En 2015, on m’a diagnostiqué cinq méningiomes. Je prenais Androcur depuis 12 ans pour l’endométriose. C’est mon gynécologue qui me l’a prescrit. Il ne m’a jamais parlé des risques. Lorsque je lui ai demandé des comptes, il s’est justifié en disant que les cas étaient très rares. Donc il savait. Grâce à des recherches, j’ai découvert que l’alerte sur Androcur avait été lancée en 2004. L’État français, l’ANSM (Agence nationale de sécurité du médicament et des produits de santé) et le Laboratoire Bayer ont reçu cette année-là des déclarations de pharmacovigilance du corps médical sur le risque de méningiome. À partir de là, j’avais besoin de comprendre : comment se fait-il qu’un tel enjeu de santé publique ait mis autant de temps à émerger dans le débat public ?

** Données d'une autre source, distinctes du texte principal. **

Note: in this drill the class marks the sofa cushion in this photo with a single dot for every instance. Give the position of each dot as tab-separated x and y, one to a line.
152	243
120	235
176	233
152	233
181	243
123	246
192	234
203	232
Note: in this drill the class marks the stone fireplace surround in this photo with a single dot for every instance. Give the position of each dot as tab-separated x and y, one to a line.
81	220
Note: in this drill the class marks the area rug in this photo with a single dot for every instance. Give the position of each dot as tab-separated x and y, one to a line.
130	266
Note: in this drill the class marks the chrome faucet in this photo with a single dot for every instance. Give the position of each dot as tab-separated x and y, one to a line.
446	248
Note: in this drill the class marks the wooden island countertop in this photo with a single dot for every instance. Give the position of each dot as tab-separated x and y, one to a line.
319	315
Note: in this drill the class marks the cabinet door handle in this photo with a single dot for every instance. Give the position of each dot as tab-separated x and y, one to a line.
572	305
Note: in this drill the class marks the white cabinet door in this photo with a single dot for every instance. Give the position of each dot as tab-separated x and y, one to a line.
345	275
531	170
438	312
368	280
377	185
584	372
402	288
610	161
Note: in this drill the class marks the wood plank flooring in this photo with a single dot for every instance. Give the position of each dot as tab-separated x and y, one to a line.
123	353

Le 7 mars 2024, votre association, représentée par le cabinet Dante, a déposé deux requêtes auprès du tribunal administratif de Montreuil contre l’Agence nationale de sécurité du médicament (ANSM) dans l’affaire Androcur. Qu’espérez-vous du procès ?

La procédure judiciaire est avant tout un moyen d’obtenir justice pour les patients dont la vie a été gravement impactée par Androcur. Dégradation de la santé, perte d’emploi, isolement, dépression… Le vrai scandale pour moi, c’est ce constat : les médecins ne se sentent pas responsables d’informer leurs patients et a fortiori les patients. Il y a une véritable infantilisation des femmes par le corps médical !

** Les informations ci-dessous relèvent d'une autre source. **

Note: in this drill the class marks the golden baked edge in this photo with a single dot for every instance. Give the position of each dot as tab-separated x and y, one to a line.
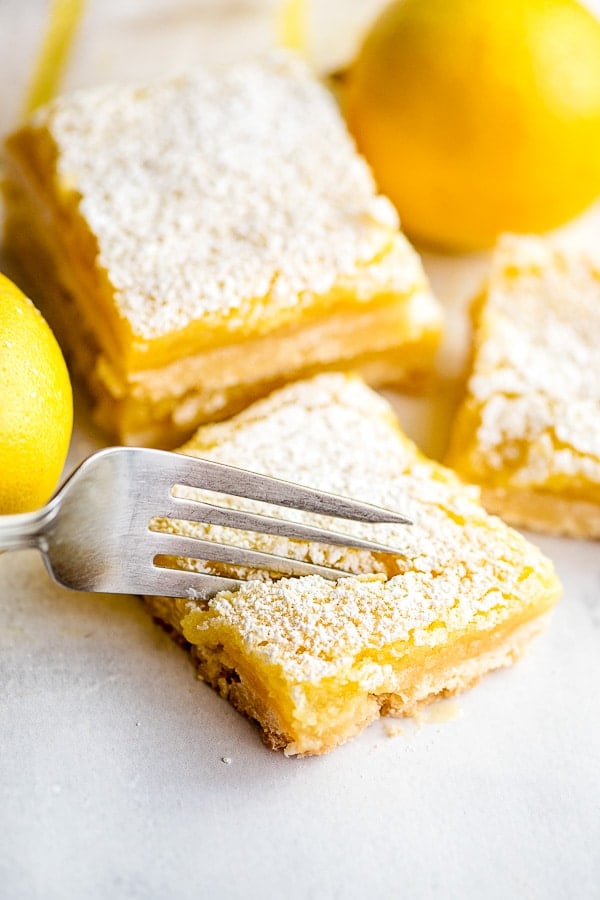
313	662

Faut-il s’attendre à ce qu’Androcur soit retiré du marché ?

Si Androcur est retiré du marché, une autre pilule miracle prendra sa place. Le danger vient de toute la classe des progestatifs à laquelle il appartient. Androcur a lui-même remplacé la pilule Diane 35 ! Interdit en 2013 par l’ANSM en raison de risques thromboemboliques, il était prescrit contre l’acné et l’hirsutisme. Plutôt que de prôner une interdiction, nous travaillons avec l’ANSM pour réduire le risque. Depuis 2018, les recommandations de l’ANSM interdisent la prescription d’Androcur pour les indications hors AMM (AMM) telles que l’acné, la séborrhée et l’hirsutisme modéré. Seul un hirsutisme sévère nuisant gravement à la vie sociale motive sa prescription.

Votre association compte désormais 1000 membres. Depuis sa création en 2019, combien de victimes vous ont contacté ?

Plus de 5 000 personnes ayant développé un méningiome après avoir pris Androcur nous ont contactés en cinq ans. Nous recevons chaque jour des demandes de contact. Certains présentent d’autres problèmes : troubles cardiaques ou veineux, présence de tumeurs intracrâniennes différentes d’un méningiome… Il faut mettre fin à ce cycle infernal.